Note: For completeness sake we’ll also include a fourCC style identifier so that any reader can identify which schema and version the data was encoded with (let’s say that key 0 is always used to specify the schema).
Fictional Schema:
- 0 = schema ID and version adherence: (fourCC-style integer: “TSS” + version)
- 1 = temperature range: (list of two integers)
- 2 = hazards: (list of enumerated integers):
- 0 = corrosive
- 1 = photoreactive
- …
- 4 = pressurized
- …
- 6 = flammable
- …
- 19 = fragile
- …
- 4 = max tilt degrees: (integer)
- …
- 9 = perishes after: (date)
Document (CTE):
1c1 {
2 0 = 0x54535301 // Transport and Storage Schema version 1 ("TSS" + 1)

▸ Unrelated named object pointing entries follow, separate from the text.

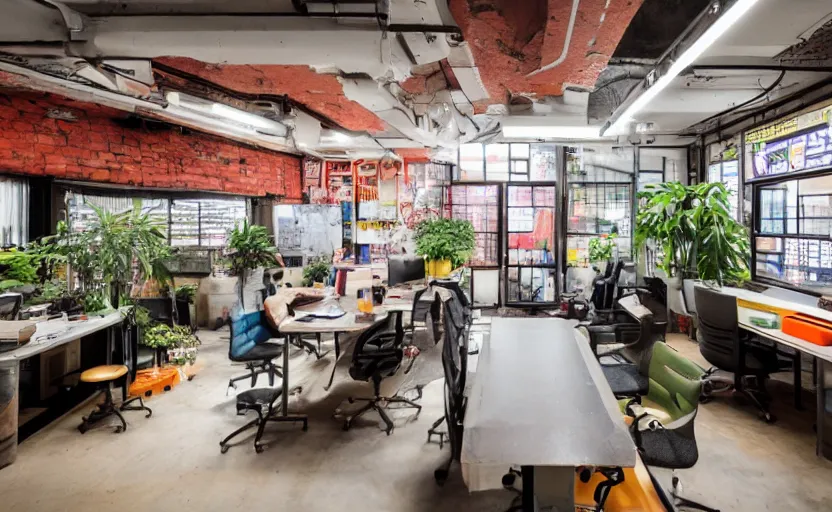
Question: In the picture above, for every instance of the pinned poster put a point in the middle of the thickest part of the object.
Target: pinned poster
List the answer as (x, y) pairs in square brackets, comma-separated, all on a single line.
[(312, 172)]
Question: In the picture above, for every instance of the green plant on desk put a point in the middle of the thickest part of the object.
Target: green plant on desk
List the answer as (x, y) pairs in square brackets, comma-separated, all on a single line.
[(317, 271), (445, 239)]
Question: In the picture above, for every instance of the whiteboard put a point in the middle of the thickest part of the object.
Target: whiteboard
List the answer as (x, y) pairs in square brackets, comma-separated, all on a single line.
[(308, 229)]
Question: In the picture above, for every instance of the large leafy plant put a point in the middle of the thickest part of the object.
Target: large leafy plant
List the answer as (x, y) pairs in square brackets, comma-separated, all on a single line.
[(116, 250), (249, 247), (445, 239), (694, 228)]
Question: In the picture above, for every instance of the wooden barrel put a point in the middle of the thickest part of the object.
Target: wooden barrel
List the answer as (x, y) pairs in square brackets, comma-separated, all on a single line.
[(8, 412)]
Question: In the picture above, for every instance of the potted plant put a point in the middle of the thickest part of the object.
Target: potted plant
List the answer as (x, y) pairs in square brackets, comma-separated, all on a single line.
[(317, 271), (601, 250), (249, 247), (697, 237), (103, 255), (693, 227), (185, 304), (445, 243)]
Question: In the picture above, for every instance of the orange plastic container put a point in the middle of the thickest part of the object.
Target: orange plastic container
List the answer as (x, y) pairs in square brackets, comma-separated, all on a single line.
[(154, 381), (808, 328)]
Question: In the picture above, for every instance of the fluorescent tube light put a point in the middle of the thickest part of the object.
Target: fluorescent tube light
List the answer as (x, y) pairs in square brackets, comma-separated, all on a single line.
[(714, 32), (552, 132), (240, 116)]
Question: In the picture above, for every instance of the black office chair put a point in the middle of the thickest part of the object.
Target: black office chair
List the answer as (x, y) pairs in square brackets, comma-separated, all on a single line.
[(457, 323), (249, 344), (404, 268), (378, 354), (723, 344)]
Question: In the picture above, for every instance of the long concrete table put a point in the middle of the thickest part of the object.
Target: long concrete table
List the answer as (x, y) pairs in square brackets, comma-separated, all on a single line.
[(540, 401), (49, 335)]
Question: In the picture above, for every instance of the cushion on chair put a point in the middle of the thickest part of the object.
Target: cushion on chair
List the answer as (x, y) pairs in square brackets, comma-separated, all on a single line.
[(247, 331), (104, 373), (625, 380), (668, 449), (262, 352), (260, 396)]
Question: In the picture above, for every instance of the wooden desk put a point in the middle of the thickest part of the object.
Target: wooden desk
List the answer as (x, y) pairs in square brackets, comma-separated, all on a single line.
[(747, 303), (344, 324), (540, 401), (48, 335)]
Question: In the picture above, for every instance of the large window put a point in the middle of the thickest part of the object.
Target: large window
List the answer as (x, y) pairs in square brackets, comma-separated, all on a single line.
[(507, 162), (599, 200), (14, 211), (479, 204), (185, 222), (793, 229)]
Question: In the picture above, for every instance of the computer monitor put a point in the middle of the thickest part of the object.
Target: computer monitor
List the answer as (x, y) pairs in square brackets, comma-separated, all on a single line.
[(401, 269)]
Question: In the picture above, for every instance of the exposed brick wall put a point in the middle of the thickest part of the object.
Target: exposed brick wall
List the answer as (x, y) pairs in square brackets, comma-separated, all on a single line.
[(95, 146)]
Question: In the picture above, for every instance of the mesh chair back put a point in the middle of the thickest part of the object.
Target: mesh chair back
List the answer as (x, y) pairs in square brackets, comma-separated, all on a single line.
[(378, 350), (719, 332)]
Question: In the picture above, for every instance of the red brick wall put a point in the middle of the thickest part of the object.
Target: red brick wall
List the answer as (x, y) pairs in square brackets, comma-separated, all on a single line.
[(95, 147)]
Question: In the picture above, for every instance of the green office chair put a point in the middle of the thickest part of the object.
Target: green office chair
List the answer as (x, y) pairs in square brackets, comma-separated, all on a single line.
[(675, 387)]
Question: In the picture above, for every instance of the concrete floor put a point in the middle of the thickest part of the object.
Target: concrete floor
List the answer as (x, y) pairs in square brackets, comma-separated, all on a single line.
[(172, 460)]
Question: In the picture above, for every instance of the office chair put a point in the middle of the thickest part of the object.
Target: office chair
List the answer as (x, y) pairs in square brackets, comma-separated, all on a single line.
[(457, 321), (249, 344), (10, 304), (378, 354), (404, 268), (105, 376), (675, 387), (264, 402), (723, 344)]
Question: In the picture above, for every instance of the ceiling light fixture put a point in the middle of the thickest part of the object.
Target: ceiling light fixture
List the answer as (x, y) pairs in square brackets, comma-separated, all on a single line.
[(241, 116), (552, 132), (714, 32)]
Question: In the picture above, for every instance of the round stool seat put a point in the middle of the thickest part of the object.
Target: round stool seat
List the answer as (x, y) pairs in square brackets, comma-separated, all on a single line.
[(104, 373)]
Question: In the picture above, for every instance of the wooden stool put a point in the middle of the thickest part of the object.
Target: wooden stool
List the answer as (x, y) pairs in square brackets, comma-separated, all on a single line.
[(103, 376)]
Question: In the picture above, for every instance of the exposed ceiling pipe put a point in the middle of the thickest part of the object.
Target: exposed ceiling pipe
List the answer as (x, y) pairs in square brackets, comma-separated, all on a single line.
[(565, 51), (34, 80)]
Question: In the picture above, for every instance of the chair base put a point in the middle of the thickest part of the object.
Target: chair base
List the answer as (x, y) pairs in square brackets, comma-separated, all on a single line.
[(375, 404), (109, 408), (686, 503), (434, 431), (260, 423)]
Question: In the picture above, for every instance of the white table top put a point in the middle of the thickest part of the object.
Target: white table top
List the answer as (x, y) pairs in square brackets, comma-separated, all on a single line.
[(65, 333), (775, 302), (344, 323), (779, 336), (540, 398)]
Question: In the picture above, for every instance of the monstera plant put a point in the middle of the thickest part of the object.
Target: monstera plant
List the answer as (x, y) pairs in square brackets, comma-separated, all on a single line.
[(249, 247), (693, 227)]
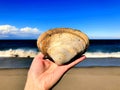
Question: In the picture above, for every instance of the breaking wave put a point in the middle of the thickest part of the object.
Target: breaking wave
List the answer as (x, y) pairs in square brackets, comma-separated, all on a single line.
[(33, 53)]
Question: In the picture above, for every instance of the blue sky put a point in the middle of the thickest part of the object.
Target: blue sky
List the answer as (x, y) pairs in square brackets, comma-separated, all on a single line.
[(27, 19)]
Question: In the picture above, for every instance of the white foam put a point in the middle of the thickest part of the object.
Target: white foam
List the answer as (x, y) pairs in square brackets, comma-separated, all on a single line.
[(33, 53), (102, 55)]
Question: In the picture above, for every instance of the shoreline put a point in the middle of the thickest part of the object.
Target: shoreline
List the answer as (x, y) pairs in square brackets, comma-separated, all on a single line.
[(85, 78), (13, 62)]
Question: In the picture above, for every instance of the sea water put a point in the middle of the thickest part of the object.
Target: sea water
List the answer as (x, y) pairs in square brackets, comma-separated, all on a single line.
[(28, 48), (20, 53)]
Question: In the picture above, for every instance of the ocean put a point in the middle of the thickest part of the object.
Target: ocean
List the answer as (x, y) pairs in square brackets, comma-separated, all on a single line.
[(19, 53)]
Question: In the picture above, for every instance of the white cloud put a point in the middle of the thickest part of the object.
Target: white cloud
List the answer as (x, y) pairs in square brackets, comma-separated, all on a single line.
[(12, 32)]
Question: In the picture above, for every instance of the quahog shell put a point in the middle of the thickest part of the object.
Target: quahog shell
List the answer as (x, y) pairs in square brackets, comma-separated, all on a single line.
[(62, 44)]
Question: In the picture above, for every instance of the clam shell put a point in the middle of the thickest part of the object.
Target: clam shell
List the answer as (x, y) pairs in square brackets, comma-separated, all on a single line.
[(62, 44)]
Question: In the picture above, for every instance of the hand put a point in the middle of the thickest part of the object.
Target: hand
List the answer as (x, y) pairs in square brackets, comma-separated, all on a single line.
[(43, 73)]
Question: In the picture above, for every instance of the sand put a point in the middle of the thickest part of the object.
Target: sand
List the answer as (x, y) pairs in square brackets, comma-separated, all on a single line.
[(94, 78)]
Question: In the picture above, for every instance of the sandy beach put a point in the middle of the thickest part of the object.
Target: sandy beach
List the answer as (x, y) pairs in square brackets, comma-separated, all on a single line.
[(93, 78)]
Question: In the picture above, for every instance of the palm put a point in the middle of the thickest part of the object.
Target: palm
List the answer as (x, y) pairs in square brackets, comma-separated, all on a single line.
[(48, 73)]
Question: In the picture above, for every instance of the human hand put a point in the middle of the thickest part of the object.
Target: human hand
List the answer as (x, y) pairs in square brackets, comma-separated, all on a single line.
[(43, 73)]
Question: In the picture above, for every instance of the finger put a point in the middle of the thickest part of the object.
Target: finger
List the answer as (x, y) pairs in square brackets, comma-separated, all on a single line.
[(37, 62), (39, 56), (76, 62)]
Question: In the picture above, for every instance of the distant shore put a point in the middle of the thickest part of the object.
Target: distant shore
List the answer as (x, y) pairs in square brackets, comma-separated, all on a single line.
[(92, 78)]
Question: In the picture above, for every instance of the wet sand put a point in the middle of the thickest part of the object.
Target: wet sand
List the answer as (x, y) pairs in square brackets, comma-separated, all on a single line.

3 1 = [-20 5] // Temperature range from -20 to 5
4 2 = [ // Hazards:
5 4 // Pressurized
6 6 // Flammable
7 19 // Fragile
8 ]
9 4 = 15 // Max 15 degrees tilt
10 9 = 2022-12-05 // Perishes after Dec 5, 2022
11}
Because integers from -100 to 100 are their own type codes in CBE (thereby encoding into a single byte), you can achieve tremendous space savings by using them as enumerated types.
Let’s see how our modifications do (save this document as with-enums.cte
):
1enctool convert -s with-enums.cte -sf cte -df cbe -d with-enums.cbe
Now how big is it?
1ls -l with-enums.cbe
2-rw-rw-r-- 1 karl karl 28 Jan 6 17:22 with-enums.cbe
We’ve shrunk down our payload from 105 bytes to 28 bytes! Much better!
Here are the byte contents of the CBE document. Note the first byte 0x81, which is an unassigned character in ISO 8859-1:
181 00 99 00 6c 01 53 53 54 01 9a ec 05 9b 02 9a 04 06 13 9b 04 0f 09 7a 85 59 00 9b
Now let’s encode this data into a QR code (border size 1, 400x400 pixels):
1enctool convert -s with-enums.cte -df qr -d qr.png -b 1 -is 400
This creates qr.png
, which contains our QR code:
Now let’s read the data back. I’ll convert it to CTE for convenience, printing to stdout:
1enctool convert -s qr.png -sf qr -df cte
Output:
1c0
2{
3 0 = 1414746881
4 1 = [
5 -20
6 5
7 ]
8 2 = [
9 4
10 6
11 19
12 ]
13 4 = 15
14 9 = 2022-12-05
15}
Once we’ve got our document, we can process it through the schema to recover the true meaning of the data.
So there you have it: Supercharged QR codes that can hold arbitrary structured data! Neat!